Anyone have tips for the scavenging/siege part of Death Road to Canada? I read the tips earlier in the thread and I throw furninture and what not but I don't know if I should be killing zombies to prevent hordes, avoiding them etc. In 10 hours of play best I've done is 5 days from Canada.

Scavenging is mostly about picking good locations if possible and killing zombies when necessary. As you play more you get a better sense of what "necessary" means, but basically you shouldn't put yourself in a situation where you can't easily jog back to a safe or safe-ish zone. So kill enough zombies to keep that true. Some missions are better done solo, particularly the vehicle wreck corridor missions. That took me a while to learn, but is very true. Also, remember that the AI is good about not getting bitten as long as there aren't too many zombies and it doesn't get stuck on anything. So you unfortunately always have to watch for AI pathing issues.

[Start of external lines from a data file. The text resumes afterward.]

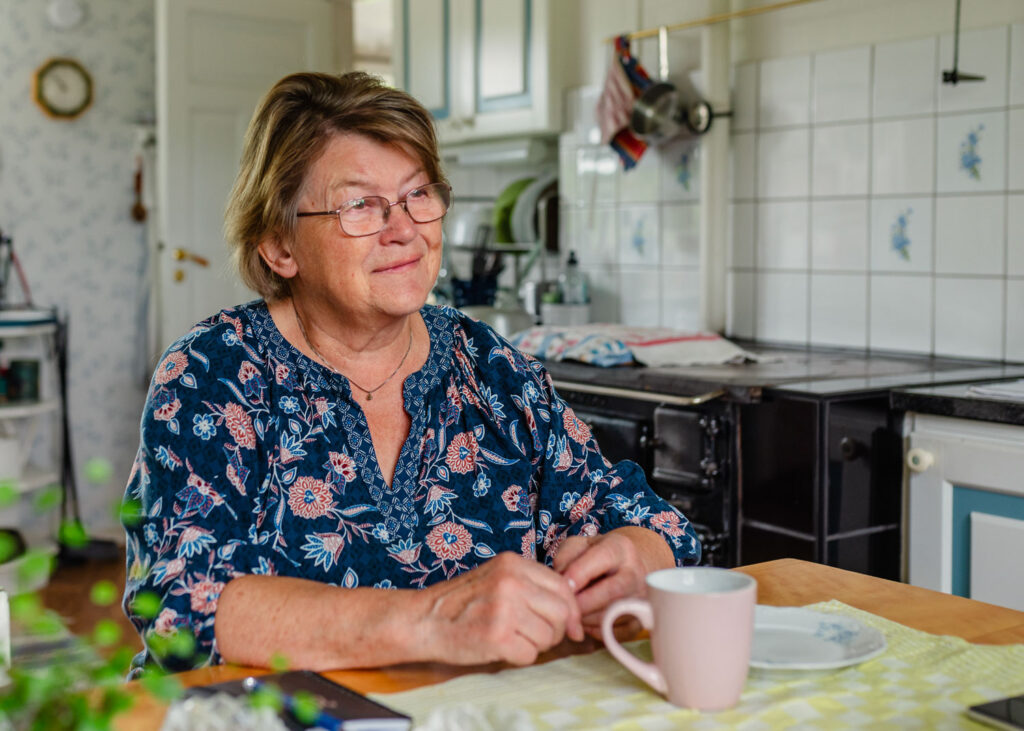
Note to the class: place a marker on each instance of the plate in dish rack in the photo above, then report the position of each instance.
(793, 638)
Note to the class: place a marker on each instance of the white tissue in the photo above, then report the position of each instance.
(475, 718)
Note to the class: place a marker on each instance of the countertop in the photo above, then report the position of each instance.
(955, 400)
(807, 372)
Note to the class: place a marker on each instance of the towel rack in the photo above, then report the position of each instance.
(710, 19)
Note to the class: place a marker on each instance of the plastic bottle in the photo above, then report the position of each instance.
(572, 283)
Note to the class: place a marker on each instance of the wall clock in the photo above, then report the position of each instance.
(62, 88)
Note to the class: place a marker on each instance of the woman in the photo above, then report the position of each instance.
(343, 476)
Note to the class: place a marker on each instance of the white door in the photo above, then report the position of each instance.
(215, 59)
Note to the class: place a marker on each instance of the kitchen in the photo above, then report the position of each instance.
(797, 258)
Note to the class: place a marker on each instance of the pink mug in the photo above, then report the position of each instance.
(701, 625)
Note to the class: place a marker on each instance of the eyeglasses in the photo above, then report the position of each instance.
(368, 215)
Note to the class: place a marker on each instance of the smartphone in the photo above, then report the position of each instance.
(1003, 714)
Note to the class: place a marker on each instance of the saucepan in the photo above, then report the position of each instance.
(664, 111)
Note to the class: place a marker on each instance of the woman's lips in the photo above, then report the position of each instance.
(400, 266)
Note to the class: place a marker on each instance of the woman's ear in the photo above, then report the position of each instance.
(276, 254)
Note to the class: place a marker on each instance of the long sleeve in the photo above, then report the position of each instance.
(194, 489)
(582, 493)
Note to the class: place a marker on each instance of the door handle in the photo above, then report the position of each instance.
(185, 255)
(920, 460)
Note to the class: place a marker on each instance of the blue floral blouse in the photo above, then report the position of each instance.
(255, 459)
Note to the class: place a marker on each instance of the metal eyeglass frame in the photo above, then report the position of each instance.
(387, 210)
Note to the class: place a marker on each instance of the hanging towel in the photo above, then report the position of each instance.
(625, 81)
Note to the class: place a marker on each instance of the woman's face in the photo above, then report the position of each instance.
(389, 273)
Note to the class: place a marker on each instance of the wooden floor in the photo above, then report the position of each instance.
(68, 594)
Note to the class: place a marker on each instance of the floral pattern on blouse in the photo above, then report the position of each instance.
(256, 460)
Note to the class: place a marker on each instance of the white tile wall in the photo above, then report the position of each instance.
(782, 164)
(982, 52)
(909, 192)
(681, 234)
(782, 235)
(972, 153)
(839, 309)
(1015, 319)
(903, 157)
(681, 298)
(1017, 63)
(840, 155)
(781, 306)
(743, 166)
(739, 308)
(784, 92)
(639, 235)
(1015, 234)
(839, 234)
(900, 313)
(904, 78)
(1015, 157)
(842, 85)
(640, 298)
(969, 316)
(901, 234)
(741, 234)
(969, 234)
(744, 96)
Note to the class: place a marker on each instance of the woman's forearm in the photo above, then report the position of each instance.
(314, 626)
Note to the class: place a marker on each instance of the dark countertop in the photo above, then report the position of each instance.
(956, 401)
(808, 372)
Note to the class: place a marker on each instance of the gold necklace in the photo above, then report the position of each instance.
(369, 391)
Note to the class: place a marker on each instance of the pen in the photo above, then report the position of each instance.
(322, 720)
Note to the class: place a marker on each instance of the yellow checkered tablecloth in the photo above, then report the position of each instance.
(921, 681)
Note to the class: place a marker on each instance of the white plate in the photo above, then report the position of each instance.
(793, 638)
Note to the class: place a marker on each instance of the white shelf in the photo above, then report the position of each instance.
(26, 331)
(32, 409)
(35, 477)
(9, 579)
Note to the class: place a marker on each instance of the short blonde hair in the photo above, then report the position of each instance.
(287, 134)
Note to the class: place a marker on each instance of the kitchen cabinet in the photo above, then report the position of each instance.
(966, 508)
(30, 440)
(486, 69)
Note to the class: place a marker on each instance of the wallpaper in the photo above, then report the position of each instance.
(66, 196)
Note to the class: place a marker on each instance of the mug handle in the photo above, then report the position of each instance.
(640, 608)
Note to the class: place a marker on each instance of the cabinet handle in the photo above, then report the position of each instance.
(920, 460)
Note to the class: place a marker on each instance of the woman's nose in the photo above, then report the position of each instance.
(398, 223)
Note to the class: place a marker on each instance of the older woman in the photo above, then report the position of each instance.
(342, 476)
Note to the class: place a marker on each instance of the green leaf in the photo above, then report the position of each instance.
(8, 492)
(267, 696)
(146, 605)
(105, 633)
(73, 534)
(306, 708)
(47, 499)
(165, 687)
(36, 566)
(130, 512)
(26, 607)
(182, 643)
(103, 593)
(98, 471)
(8, 546)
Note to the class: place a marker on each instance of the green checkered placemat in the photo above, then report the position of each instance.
(921, 681)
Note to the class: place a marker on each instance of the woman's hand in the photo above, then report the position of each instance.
(610, 566)
(509, 609)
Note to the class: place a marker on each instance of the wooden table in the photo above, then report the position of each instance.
(782, 583)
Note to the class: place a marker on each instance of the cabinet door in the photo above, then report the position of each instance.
(424, 53)
(966, 508)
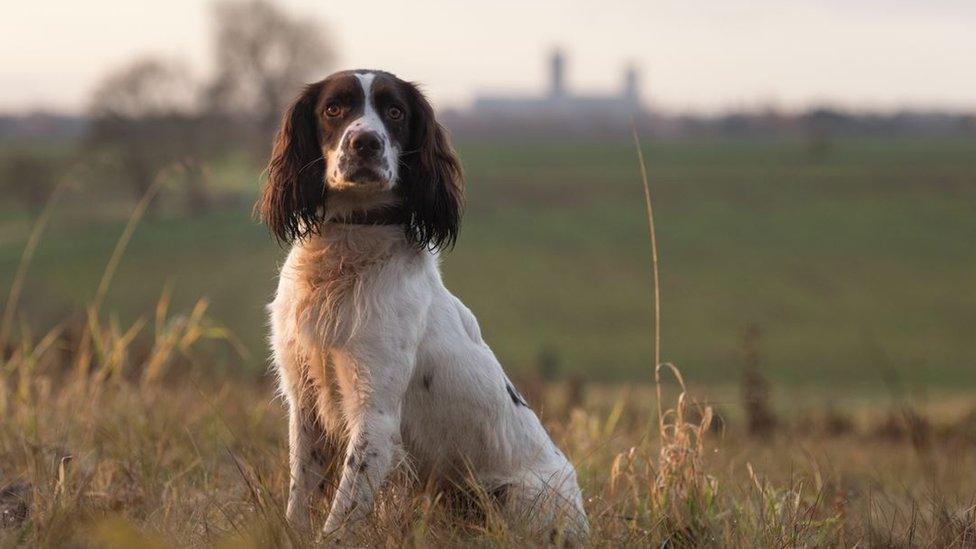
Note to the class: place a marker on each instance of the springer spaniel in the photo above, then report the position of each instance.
(379, 363)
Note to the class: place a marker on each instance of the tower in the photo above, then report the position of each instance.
(630, 91)
(556, 80)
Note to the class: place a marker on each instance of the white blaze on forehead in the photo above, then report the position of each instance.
(369, 121)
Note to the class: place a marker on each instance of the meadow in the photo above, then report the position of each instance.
(854, 264)
(818, 303)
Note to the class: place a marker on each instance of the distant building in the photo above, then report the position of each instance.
(560, 103)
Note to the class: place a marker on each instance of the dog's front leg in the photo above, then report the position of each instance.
(374, 441)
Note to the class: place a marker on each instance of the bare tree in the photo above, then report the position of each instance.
(263, 57)
(145, 113)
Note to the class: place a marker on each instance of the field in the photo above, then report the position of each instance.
(829, 292)
(855, 265)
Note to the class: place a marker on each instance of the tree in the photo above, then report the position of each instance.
(263, 58)
(146, 113)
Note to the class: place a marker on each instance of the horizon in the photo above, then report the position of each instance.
(741, 56)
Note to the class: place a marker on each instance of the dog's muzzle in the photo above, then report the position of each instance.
(362, 159)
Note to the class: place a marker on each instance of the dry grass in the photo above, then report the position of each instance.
(123, 436)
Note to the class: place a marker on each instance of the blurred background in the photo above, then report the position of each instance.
(812, 163)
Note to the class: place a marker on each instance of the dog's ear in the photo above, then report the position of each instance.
(432, 183)
(293, 200)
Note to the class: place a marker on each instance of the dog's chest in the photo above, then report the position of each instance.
(320, 305)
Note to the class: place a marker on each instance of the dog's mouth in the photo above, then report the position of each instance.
(364, 175)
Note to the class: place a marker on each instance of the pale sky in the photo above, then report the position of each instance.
(694, 56)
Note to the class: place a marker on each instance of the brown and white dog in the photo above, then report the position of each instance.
(379, 363)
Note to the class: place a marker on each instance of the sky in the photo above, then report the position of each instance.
(693, 56)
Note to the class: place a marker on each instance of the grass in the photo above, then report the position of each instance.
(150, 446)
(185, 457)
(852, 266)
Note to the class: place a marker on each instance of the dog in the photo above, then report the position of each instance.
(380, 365)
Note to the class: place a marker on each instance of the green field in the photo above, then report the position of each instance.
(857, 266)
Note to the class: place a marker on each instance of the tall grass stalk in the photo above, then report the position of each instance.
(84, 357)
(16, 287)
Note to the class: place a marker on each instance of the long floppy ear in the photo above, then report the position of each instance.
(293, 199)
(432, 183)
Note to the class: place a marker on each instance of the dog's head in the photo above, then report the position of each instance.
(361, 140)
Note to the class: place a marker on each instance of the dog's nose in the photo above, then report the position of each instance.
(365, 145)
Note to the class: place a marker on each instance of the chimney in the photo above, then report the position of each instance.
(556, 82)
(630, 83)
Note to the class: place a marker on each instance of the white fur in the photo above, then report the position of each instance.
(380, 365)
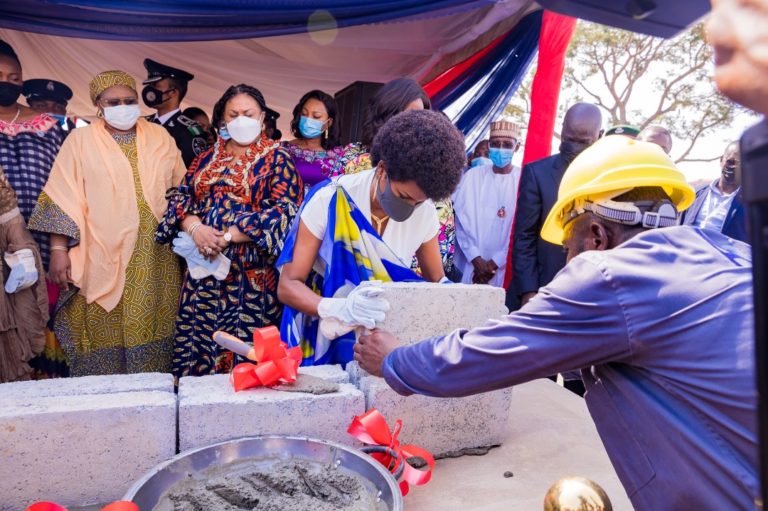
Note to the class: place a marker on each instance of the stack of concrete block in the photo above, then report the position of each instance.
(82, 441)
(210, 411)
(420, 311)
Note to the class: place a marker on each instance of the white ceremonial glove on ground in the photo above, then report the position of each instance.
(23, 270)
(364, 307)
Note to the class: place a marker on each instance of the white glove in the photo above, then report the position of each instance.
(362, 307)
(200, 267)
(23, 270)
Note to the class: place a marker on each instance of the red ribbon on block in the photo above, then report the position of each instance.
(122, 505)
(276, 362)
(371, 428)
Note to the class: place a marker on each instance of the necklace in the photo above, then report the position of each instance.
(378, 221)
(15, 117)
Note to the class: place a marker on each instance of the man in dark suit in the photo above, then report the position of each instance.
(535, 262)
(718, 205)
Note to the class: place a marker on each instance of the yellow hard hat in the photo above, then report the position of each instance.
(615, 164)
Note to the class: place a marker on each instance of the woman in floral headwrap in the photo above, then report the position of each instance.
(101, 206)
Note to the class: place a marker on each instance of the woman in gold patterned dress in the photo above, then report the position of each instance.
(101, 206)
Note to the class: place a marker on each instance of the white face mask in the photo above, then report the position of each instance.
(244, 130)
(122, 117)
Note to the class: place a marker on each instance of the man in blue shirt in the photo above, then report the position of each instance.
(718, 206)
(658, 320)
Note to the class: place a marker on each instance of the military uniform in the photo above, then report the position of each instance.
(188, 134)
(43, 89)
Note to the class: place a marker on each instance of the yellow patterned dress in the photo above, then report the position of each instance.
(137, 335)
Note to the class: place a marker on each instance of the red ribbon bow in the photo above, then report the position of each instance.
(122, 505)
(371, 428)
(276, 363)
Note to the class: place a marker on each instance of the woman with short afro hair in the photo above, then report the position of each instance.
(369, 226)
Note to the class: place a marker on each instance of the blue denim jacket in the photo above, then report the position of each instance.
(662, 329)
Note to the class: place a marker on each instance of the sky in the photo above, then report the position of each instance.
(708, 146)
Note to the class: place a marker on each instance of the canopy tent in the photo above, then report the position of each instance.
(422, 40)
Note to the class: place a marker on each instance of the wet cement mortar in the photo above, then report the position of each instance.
(297, 485)
(310, 385)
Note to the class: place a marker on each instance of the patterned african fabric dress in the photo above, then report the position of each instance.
(259, 192)
(137, 335)
(27, 152)
(316, 166)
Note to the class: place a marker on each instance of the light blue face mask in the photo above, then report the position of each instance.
(61, 118)
(310, 128)
(501, 157)
(481, 161)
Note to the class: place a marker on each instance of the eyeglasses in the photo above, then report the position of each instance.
(109, 102)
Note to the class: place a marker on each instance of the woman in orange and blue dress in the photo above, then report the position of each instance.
(237, 200)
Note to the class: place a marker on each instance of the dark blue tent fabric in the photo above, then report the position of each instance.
(492, 81)
(208, 20)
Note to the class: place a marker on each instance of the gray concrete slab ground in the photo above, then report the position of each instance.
(551, 436)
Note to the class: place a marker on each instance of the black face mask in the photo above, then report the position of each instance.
(9, 93)
(570, 150)
(153, 97)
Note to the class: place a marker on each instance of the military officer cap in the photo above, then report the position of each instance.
(41, 89)
(623, 129)
(157, 71)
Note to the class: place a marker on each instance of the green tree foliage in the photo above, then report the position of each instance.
(643, 80)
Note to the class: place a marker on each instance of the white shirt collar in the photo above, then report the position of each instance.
(164, 118)
(713, 187)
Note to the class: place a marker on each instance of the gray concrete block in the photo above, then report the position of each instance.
(420, 311)
(423, 310)
(81, 450)
(85, 385)
(441, 425)
(211, 411)
(332, 373)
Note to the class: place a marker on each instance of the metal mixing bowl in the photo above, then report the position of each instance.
(148, 491)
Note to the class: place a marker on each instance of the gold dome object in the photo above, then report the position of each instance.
(576, 494)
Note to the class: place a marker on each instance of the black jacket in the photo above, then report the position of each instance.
(735, 225)
(188, 135)
(535, 262)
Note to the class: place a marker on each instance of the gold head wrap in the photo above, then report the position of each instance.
(107, 79)
(505, 128)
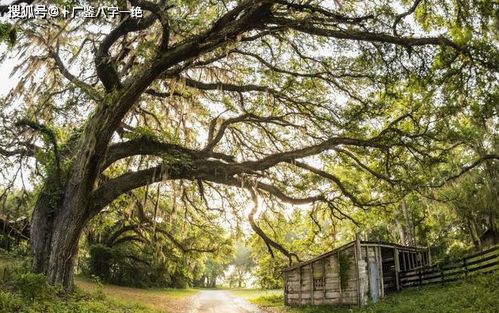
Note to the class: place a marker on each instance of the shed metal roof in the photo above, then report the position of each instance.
(347, 245)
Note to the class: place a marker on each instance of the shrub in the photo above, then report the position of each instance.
(32, 285)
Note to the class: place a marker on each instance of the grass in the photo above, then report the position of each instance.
(169, 300)
(477, 295)
(89, 298)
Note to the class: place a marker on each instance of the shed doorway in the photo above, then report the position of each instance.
(389, 272)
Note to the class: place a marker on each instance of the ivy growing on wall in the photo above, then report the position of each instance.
(344, 269)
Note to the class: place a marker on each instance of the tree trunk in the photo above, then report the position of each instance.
(56, 227)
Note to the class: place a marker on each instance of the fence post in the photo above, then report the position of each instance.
(442, 275)
(420, 277)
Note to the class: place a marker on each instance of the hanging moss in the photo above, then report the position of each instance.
(344, 261)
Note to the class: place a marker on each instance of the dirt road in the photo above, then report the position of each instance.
(218, 301)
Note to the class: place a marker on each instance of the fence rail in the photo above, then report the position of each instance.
(480, 262)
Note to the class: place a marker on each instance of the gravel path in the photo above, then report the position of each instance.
(218, 301)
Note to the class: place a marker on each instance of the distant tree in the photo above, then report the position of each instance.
(253, 95)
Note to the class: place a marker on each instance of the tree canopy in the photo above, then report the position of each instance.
(239, 107)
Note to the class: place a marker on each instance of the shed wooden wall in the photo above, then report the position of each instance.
(300, 284)
(369, 254)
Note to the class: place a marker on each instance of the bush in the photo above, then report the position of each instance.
(32, 286)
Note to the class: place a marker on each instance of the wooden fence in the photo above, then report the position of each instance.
(480, 262)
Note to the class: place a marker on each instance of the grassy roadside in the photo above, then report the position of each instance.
(28, 293)
(169, 300)
(477, 295)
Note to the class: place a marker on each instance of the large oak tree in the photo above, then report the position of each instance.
(272, 97)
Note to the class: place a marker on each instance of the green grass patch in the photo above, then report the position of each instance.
(164, 300)
(475, 295)
(264, 298)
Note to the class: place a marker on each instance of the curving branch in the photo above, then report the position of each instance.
(268, 241)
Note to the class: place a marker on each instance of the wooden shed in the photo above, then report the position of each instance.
(351, 275)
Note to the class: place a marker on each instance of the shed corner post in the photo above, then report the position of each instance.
(358, 256)
(397, 268)
(286, 302)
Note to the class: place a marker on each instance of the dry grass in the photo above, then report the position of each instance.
(165, 300)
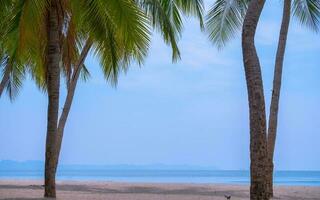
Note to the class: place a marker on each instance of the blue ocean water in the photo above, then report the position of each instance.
(306, 178)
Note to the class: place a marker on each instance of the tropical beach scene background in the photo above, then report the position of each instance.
(160, 99)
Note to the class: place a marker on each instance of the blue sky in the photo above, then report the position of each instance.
(193, 112)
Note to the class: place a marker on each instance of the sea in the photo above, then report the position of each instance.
(299, 178)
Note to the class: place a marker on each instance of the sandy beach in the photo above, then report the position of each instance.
(146, 191)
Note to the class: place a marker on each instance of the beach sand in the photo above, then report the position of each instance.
(77, 190)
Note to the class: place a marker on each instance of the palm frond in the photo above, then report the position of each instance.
(307, 12)
(224, 19)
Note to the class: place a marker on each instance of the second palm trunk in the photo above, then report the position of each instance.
(53, 81)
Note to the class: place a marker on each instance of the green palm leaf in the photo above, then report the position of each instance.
(224, 19)
(307, 12)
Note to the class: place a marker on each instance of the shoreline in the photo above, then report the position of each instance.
(33, 189)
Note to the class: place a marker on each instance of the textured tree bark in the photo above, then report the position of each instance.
(273, 117)
(53, 81)
(5, 79)
(69, 99)
(258, 132)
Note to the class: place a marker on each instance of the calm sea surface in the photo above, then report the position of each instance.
(308, 178)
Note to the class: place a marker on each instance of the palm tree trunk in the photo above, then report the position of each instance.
(69, 99)
(273, 117)
(258, 137)
(53, 81)
(5, 79)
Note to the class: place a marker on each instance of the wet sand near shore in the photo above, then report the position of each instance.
(74, 190)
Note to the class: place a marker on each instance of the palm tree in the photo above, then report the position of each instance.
(308, 13)
(164, 15)
(223, 22)
(118, 33)
(56, 29)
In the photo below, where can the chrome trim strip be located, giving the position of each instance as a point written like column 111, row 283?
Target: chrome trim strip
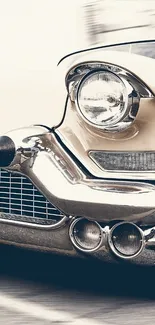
column 50, row 168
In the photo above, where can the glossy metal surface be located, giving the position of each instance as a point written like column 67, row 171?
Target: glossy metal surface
column 86, row 238
column 81, row 138
column 124, row 161
column 50, row 168
column 134, row 90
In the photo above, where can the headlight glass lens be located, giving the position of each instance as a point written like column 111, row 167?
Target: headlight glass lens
column 102, row 98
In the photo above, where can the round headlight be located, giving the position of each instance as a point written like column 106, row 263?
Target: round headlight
column 86, row 235
column 102, row 98
column 126, row 240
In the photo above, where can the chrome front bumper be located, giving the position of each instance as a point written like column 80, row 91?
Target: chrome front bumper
column 59, row 177
column 40, row 156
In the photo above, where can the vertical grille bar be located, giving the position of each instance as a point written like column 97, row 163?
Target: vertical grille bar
column 18, row 196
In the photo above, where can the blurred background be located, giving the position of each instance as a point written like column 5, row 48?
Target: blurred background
column 38, row 288
column 35, row 34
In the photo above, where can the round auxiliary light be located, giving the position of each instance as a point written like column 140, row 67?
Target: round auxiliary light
column 126, row 240
column 85, row 235
column 104, row 100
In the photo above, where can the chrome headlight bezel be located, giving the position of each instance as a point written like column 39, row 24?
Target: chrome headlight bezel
column 135, row 90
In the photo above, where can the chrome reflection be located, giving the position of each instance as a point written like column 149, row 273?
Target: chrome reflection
column 42, row 159
column 126, row 240
column 86, row 236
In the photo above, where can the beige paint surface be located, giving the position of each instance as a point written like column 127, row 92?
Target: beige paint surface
column 34, row 35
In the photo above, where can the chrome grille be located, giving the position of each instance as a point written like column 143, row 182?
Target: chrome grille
column 19, row 197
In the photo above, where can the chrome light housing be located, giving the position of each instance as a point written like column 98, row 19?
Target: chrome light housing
column 106, row 100
column 106, row 96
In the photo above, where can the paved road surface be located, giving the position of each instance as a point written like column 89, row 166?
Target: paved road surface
column 37, row 288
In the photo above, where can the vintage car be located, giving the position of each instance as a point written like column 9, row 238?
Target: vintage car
column 86, row 186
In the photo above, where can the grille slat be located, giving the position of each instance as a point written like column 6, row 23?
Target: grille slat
column 18, row 196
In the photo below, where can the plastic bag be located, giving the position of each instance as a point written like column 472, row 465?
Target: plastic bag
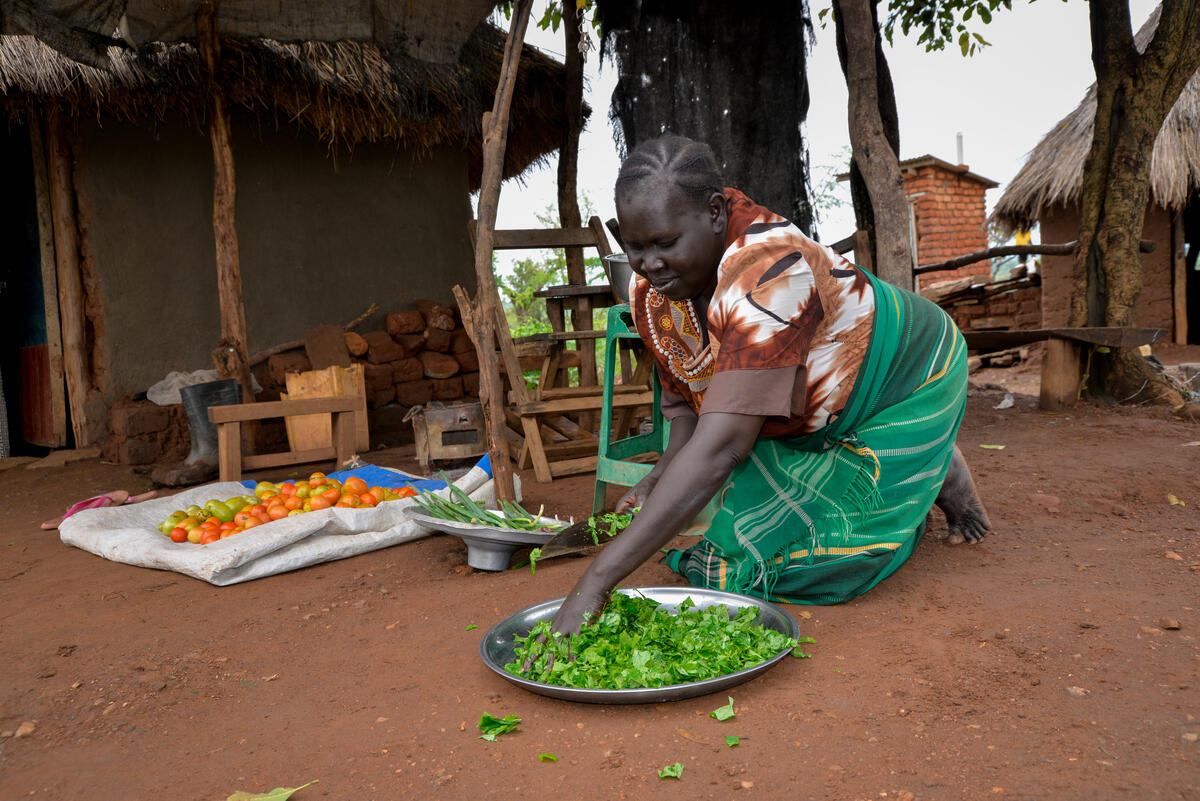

Sieges are mostly about burning ammo. Chainsaws, shotguns, automatic weapons, etc. are very good here. So are pipebombs and grenades, although not really fire in my experience. You can reduce the number of zombies you need to kill and ammo you need to consume by moving around the map, and then making a break for the exit when the siege is over. But particularly if you are indoors, you will need something to break through the throng of zombies by the exit (chainsaw, automatic weapons, are good here).

Throwing furniture is efficient when it's there, but there isn't enough in a siege to make that much of a difference.